Voor deze omgeving is of zijn bepalend de persoon of personen bij wie het kind woont, die daadwerkelijk gezag over hem uitoefenen en voor hem zorgen (vgl. Hof van Justitie van de Europese Gemeenschappen, 2 april 2009, zaak C-523/07, ECLI:EU:C:2009:225 en Hof van Justitie van de Europese Unie, 22 december 2010, zaak C497/10PPU, ECLI:EU:C:2010:829).
5.6
In deze zaak is de vrouw al in juni 2016 geëmigreerd naar Australië. Zij heeft destijds zonder toestemming van de vader de kinderen meegenomen. De kinderen hebben ruim een jaar in Australië gewoond en zijn daar naar school gegaan, totdat zij op grond van de teruggeleidingsprocedure eind september 2017 weer naar Nederland zijn teruggebracht. De moeder is onderhavige procedure in eerste aanleg gestart onder andere met het doel om de kinderen bij haar in Australië te laten wonen. Nadat de rechtbank bij de bestreden beschikking aan de moeder het eenhoofdig gezag had toegekend, zijn de kinderen in juni 2018 naar de moeder vertrokken. Ten tijde van de mondelinge behandeling in hoger beroep woonden de kinderen daar nog steeds.

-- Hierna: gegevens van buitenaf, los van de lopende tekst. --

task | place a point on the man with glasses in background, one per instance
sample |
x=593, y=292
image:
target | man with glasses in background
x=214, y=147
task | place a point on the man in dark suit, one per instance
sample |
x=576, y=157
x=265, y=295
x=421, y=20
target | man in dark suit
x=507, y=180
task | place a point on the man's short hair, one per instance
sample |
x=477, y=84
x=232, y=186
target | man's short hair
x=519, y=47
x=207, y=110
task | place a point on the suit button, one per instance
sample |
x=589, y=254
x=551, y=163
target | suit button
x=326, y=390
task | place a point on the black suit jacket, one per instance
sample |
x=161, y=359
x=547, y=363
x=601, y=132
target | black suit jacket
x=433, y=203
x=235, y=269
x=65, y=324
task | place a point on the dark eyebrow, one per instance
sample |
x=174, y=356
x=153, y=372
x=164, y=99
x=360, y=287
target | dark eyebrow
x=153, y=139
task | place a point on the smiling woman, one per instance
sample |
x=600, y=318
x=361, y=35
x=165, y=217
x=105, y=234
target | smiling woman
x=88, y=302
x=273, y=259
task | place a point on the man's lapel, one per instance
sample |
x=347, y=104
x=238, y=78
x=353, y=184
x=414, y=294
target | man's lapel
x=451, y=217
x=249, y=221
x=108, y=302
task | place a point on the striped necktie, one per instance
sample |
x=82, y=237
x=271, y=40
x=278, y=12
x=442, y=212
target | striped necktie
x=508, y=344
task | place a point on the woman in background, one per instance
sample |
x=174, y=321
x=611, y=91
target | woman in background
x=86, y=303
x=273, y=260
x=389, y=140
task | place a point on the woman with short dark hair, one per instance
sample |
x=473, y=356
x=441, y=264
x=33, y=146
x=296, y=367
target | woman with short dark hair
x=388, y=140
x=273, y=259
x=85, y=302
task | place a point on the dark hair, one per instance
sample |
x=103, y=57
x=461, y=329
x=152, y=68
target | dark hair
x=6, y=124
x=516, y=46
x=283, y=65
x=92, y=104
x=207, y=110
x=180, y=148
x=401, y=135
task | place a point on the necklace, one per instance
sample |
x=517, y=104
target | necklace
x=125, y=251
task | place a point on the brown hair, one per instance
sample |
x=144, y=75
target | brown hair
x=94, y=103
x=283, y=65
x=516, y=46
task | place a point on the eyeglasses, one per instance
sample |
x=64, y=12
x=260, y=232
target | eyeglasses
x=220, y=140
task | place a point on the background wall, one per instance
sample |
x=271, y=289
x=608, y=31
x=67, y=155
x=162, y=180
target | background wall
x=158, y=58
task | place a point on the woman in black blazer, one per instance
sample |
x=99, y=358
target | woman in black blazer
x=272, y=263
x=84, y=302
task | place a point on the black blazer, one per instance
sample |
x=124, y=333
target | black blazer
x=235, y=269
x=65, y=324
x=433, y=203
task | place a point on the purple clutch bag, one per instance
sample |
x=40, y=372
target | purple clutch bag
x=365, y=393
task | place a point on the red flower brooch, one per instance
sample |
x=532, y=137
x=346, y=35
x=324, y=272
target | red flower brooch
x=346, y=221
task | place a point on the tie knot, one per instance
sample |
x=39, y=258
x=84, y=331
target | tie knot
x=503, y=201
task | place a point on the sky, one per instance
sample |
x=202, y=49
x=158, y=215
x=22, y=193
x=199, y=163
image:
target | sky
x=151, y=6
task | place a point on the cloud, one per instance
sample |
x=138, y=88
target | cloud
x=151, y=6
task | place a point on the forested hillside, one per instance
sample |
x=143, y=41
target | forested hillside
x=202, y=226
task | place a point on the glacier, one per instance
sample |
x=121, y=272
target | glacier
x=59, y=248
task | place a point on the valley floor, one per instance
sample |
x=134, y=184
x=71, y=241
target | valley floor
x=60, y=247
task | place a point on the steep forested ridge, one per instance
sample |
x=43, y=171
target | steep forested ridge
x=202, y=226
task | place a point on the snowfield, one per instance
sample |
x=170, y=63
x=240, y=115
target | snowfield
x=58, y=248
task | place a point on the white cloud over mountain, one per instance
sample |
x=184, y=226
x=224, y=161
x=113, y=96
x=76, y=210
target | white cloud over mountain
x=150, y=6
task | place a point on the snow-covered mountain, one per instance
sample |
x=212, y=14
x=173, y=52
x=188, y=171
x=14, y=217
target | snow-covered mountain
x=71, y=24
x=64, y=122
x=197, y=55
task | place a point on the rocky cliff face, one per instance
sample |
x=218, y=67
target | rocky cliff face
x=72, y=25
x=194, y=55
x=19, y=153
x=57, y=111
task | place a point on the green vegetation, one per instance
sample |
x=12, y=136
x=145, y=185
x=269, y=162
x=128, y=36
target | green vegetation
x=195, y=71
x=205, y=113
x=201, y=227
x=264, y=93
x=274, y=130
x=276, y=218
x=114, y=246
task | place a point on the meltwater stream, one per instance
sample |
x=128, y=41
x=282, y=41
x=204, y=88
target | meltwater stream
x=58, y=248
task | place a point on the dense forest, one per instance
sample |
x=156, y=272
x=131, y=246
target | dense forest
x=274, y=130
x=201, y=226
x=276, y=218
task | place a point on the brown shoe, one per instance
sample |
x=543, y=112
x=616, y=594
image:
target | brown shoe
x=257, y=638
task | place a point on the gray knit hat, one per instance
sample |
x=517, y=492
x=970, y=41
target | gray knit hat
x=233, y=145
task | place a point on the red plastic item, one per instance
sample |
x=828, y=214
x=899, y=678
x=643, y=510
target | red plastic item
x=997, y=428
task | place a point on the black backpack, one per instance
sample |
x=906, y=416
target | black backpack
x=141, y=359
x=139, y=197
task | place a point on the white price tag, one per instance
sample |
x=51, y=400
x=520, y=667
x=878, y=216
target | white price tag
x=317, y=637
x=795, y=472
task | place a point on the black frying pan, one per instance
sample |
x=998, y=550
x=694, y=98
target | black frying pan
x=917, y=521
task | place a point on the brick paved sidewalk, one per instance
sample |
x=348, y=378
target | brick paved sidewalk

De kinderen gaan daar naar school en hebben contacten met vrienden en staan onder begeleiding van lokale hulpverleners, aldus blijkt uit de afsluitrapportage van de GI van 17 januari 2019. De GI heeft deze informatie ontvangen van Child Safety uit Australië. De kinderen lijken een regulier bestaan te hebben opgebouwd met hun moeder in Australië. Voor zover de vader dit alles heeft betwist, acht het hof die betwisting in het licht van de rapportage van de GI en de informatie van Child Safety onvoldoende onderbouwd.
5.7
De kinderen zijn evenwel in Nederland geboren en hebben daar de meeste jaren van hun leven doorgebracht. Hun moedertaal is Nederlands. Hun vader woont nog in Nederland, maar heeft geen contact meer met de kinderen. De situatie die is ontstaan, wordt door de GI in de afsluitrapportage treffend verwoord: de kinderen worden letterlijk verscheurd tussen twee werelddelen. Ondanks inzet van hulpverlening is het volgens de GI niet gelukt om bij de ouders een gezamenlijke focus op de kinderen te krijgen. Er is thans geen contact meer tussen de kinderen en de vader die nog in Nederland woont. De gezinsmanager van de GI heeft aan de ouders op 28 juni 2018 veiligheidsafspraken gezonden en deze bij mailbericht van 17 oktober 2018 herhaald. De gezinsmanager heeft vervolgens op 16 november 2018 aan de vader gemaild: ‘(…) Dit betekent dat volgens de afspraken de consequentie zal ingaan. Dit betekent onderstaande: Vader heeft op geen enkele wijze contact met de kinderen. Het facetime contact zal vanaf nu niet meer plaatsvinden en in de toekomst zal gekeken worden wat de behoeften zijn van de kinderen in het contact met hun vader.’ Hieruit leidt het hof af dat er in of vanuit Nederland geen actuele omgang is waaraan argumenten ontleend zouden kunnen worden om te kunnen concluderen dat de gewone verblijfplaats van de kinderen nog in Nederland zou zijn.
5.8
Het hof concludeert dat de gewone verblijfplaats van de kinderen vanaf juni 2018 in Australië is. Dat betekent op grond van artikel 5, lid 2, HKV 1996, dat de Nederlandse rechter niet langer bevoegd is om over deze zaak met betrekking tot het ouderlijk gezag en de omgang te oordelen. Het hof zal zich onbevoegd verklaren. De omstandigheid dat daardoor tegen de bestreden beschikking geen gewoon rechtsmiddel (meer) kan worden ingesteld, maakt dat niet anders.
5.9.
Ten tijde van de procedure en de beschikking in eerste aanleg was de gewone verblijfplaats van de kinderen nog in Nederland en had de Nederlandse rechter dus wel rechtsmacht over het geschil. Het hof overweegt ten overvloede dat het feit dat de Nederlandse rechter thans niet meer bevoegd is om over het geschil te oordelen daarom geen gevolg heeft voor de in eerste aanleg gegeven beschikking. Deze blijft overeenkomstig artikel 14 HKV 1996 in stand totdat de Australische autoriteiten eventueel andere maatregelen treffen.

6.De beslissing

Het hof:
verklaart zich onbevoegd om van de verzoeken in hoger beroep kennis te nemen.
Deze beschikking is gegeven door mr. G.W. Brands-Bottema, mr. A.V.T. de Bie en mr. L. van Dijk, bijgestaan door mr. F.J.E. van Geijn als griffier, en is op 10 september 2019 in het openbaar uitgesproken door de voorzitter.